3.     In lanes 231 and 232, the authors described that the performance of cross-species predictions using the DeepSATA model was even better than that of same-species prediction. The reasons for this should be considered.

Author Response

Please see the attachment.

Author Response File: Author Response.docx

Reviewer 3 Report

DeepSATA may be useful for researchers who are interested in analyzing non-coding alterations in livestock. However, I have some concerns and they should be addressed.

 

Major comments

Figure 2, please include ROC/AUC for human dataset for more clarify. In addition, please include other models to compare for the model performance. I really do not understand why authors only evaluated the model performance against DeepSEA although it is a solid model. Based on my quick search, DeepTFactor (PNAS) and DeepGRN (BMC Bioinformatics) were found. This indicates that DeepSEA is not the only one to compare, other models as I abovementioned are also widely used in epigenetic analysis. 

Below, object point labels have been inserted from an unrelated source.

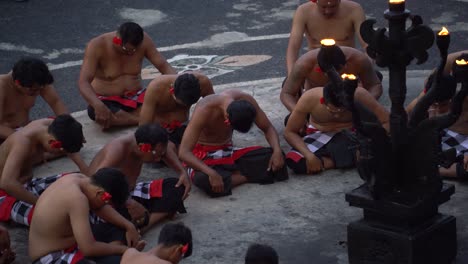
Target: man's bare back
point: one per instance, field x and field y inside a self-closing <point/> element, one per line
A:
<point x="161" y="106"/>
<point x="339" y="20"/>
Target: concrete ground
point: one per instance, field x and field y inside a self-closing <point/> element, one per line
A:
<point x="304" y="218"/>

    In addition, one good paper related to your project is reported in 2014 (Nat Genet. 2014, 46:1160-1165) and this paper was referred by the following paper (Nat Commun. 2019, 10:720). Furthermore, another paper also reported to identify non-coding rare variant association (Nat Commun. 2018, 9:3391). I believe comparing at least one more model is more informative rather than comparing certain tissues such as cerebellum, live, lung, spleen.

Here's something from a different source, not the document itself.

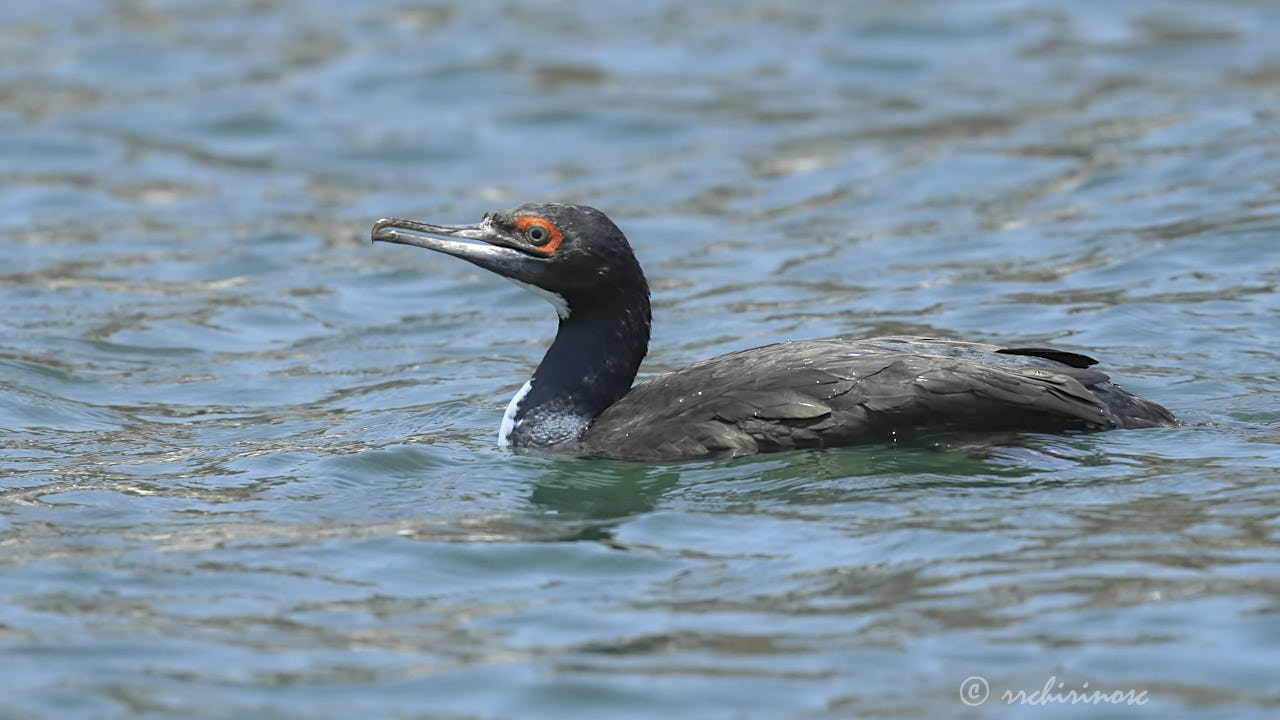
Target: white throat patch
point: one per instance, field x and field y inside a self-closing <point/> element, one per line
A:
<point x="508" y="418"/>
<point x="554" y="299"/>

    For your information, Yong lab reported a benchmark of ROSE (and LILY) published in Cell (Cell. 2013, 153:307-19).

 

Figure 3 regarding cross-species prediction, it might be of great help if authors extract all enhancer region from mice, pig, cattle, and chicken and do a blast search to get an overall sequence similarity. Is the result of cross-species prediction associated with sequence similarity?

 

I have no idea why authors divided mouse data into male and female. What is the rational for it? Authors need to show the data from male/femal pigs, cattle, and chicken if authors would like to bring the sex dependent open chromatin information.

 

 

Minor comments

Due to the narrow research area, publicly available datasets are limited. Related to it, published data (mutations, SNP etc) liked to the phenotypes are also limited. Therefore, it could be of great help if authors mention their limitations in the discussion section.

Author Response

Please see the attachment.

Author Response File: Author Response.docx

Round 2

Reviewer 1 Report

The quality of the manuscript has been improved after the revision. Though there are more interesting outstanding problems, but I do acknowledge that those can be addressed in future endeavors. I can support the publication of the manuscript. 

Reviewer 3 Report

Although the authors did not provide any rebuttal/response letter for me, it looks like the revised manuscript clearly addressed my concerns. Therefore, no additional comments from me and I would like to congratulate on your efforts to this field.